As campanhas de moderação no açúcar trazem ao setor alimentício desafios e oportunidades que serão discutidos na segunda edição do WellFood Ingredients 2019 (clique aqui).

O compromisso entre entre indústria e governo envolve cinco categorias de produtos: bebidas açucaradas; biscoitos; bolos e misturas; achocolatados; e produtos lácteos. Cada uma delas tem metas de redução de açúcar a serem cumpridas até 2022, com o avanço dos projetos sendo verificado pela Anvisa. Em biscoitos, por exemplo, a intenção é cortar o grau de sacarose em mais de 60%.

O Foodnews destaca dicas de como reduzir o consumo de açúcar (clique aqui).
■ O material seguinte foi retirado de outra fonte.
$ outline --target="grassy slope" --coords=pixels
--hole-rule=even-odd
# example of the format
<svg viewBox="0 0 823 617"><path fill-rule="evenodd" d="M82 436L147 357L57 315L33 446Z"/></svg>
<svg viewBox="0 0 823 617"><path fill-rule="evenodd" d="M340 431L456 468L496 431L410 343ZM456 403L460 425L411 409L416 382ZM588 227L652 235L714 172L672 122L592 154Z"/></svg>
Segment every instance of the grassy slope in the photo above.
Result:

Como parte integrante das atividades do WellFood Ingredients, o congresso internacional promoverá palestras e debates sobre como as indústrias podem atender a essa e a outras transformações do mercado.

Para quem atua na cadeia de valor de alimentos, estar atualizado quanto a ingredientes é vital para a reformulação de produtos. “O consumidor quer alimentos benéficos à saúde, mas sem comprometimento de sabor, textura e outras características sensoriais”, afirma Renata Cassar, cientista sênior de nutrição da Tate & Lyle – fabricante de ingredientes e soluções para alimentos e bebidas e uma das patrocinadoras do Wellfood Ingredients. “O açúcar é um ingrediente tradicionalmente muito usado em nossa cultura alimentar para adoçar e conferir aos alimentos textura, maciez e caramelização – aquela cor típica adquirida pelos bolos e biscoitos após assados. Substituí-lo implica um estudo criterioso, caso a caso, para se achar a melhor solução”, ressalta a profissional.

Conforme explica Renata, os adoçantes não calóricos, bem como os adoçantes de baixas calorias, proporcionam um sabor doce muitas vezes superior ao do açúcar. A estévia, por exemplo, tem de 200 a 300 vezes a doçura da sacarose; na sucralose, essa potência pode alcançar 600 vezes. São, portanto, ingredientes que podem ser utilizados em quantidades muito pequenas. E sem elevar os níveis de glicose e insulina no sangue, favorecendo, por exemplo, a prevenção e o controle do diabetes – doença que acomete uma em cada 11 pessoas no mundo e aproximadamente 12,5 milhões de brasileiros (8,7% da população adulta ativa), segundo dados da Federação Internacional de Diabetes.

A especialista em nutrição da Tate & Lyle lembra que 80% dos casos de diabetes podem ser prevenidos. O fato enseja aos fabricantes de alimentos a tomada de medidas proativas para que os consumidores adotem uma dieta mais adequada. “O grande desafio”, diz Renata, “é oferecer alimentos e bebidas que sejam ao mesmo tempo saudáveis e deliciosos. É nisso que trabalhamos”.

O brasileiro consome, em média, 80 gramas de açúcar por dia, de acordo com dados do Ministério da Saúde. Seguindo recomendação da Organização Mundial da Saúde (OMS), o governo quer, de início, baixar o índice para 50 gramas por dia. Embora os alimentos não sejam a principal fonte da ingestão da substância (respondem por 36% do total, contra 64% de açúcar adicionado a comes e bebes pelo próprio consumidor), a indústria não deve deixar de se manter atenta ao panorama do mercado.